Stonewalling and impunity are where the politics of rape come in. These mass rapes are not cases of undisciplined troops on a sexual crime spree but are methodically calculated and orchestrated military operations to socially fracture and politically demoralise the Kashmiri struggle for self-determination. The chief instrument of military impunity is the draconian law called the ‘Armed Forces Special Powers Act’ which legalises extrajudicial killings and prevents prosecution of military and paramilitary forces so that not a single soldier has ever been prosecuted for rape or murder.
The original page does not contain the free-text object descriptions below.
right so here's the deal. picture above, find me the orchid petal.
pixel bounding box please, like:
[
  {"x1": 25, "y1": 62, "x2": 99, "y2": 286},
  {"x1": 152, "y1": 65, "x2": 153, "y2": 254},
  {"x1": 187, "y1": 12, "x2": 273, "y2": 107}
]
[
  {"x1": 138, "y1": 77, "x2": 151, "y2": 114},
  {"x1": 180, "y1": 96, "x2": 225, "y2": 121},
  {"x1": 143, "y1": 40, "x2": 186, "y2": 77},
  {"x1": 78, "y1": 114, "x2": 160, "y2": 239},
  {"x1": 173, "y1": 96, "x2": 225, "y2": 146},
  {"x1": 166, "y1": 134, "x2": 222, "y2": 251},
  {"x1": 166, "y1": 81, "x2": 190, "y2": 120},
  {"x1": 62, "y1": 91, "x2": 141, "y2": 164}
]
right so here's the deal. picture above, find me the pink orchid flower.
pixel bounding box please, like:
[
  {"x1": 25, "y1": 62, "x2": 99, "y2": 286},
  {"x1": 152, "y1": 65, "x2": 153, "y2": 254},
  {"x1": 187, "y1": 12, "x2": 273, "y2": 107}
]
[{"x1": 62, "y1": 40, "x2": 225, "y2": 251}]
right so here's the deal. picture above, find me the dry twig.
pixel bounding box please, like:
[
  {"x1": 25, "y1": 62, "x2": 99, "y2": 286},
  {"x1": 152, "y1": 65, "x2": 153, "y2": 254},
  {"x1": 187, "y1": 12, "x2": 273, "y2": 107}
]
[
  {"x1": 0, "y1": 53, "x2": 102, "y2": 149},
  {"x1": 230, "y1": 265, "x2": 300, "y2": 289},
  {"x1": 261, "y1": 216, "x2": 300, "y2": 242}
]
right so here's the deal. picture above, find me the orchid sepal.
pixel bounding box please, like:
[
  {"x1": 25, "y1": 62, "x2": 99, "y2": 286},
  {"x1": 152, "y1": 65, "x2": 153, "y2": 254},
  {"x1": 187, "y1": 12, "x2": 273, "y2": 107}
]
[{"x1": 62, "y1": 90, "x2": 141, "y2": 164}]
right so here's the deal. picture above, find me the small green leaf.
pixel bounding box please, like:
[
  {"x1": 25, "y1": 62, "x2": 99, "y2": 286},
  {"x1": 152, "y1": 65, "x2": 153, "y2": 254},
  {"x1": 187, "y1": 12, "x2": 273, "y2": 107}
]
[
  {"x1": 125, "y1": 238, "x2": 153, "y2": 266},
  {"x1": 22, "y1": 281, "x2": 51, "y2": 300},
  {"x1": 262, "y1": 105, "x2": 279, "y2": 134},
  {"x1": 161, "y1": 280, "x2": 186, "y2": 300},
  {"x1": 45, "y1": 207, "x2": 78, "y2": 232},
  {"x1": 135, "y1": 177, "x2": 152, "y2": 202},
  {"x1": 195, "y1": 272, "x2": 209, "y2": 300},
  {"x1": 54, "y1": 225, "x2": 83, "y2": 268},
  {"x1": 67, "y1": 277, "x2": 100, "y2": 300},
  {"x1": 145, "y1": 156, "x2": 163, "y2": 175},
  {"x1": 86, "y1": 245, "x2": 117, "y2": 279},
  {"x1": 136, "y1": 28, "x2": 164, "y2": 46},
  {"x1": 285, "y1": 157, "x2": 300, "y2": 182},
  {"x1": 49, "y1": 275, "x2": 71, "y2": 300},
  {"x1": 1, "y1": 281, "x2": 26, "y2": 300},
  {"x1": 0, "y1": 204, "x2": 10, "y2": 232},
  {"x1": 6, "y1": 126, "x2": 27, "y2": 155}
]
None of the cases cited here have received anything close to justice; all are still being fought out and there are thousands more sexual crimes associated with the military in countries around the world. But activists are now challenging sexual violence as an instrument of war which is part of opposing war and occupation, and are showing that social stigma and shame will not be a deterrent to fighting for justice but only inspire them to fight harder.

Kashmiri activists are showing particular boldness and it will be an honour to commemorate Kashmiri Women’s Resistance Day with them on February 23, 2017.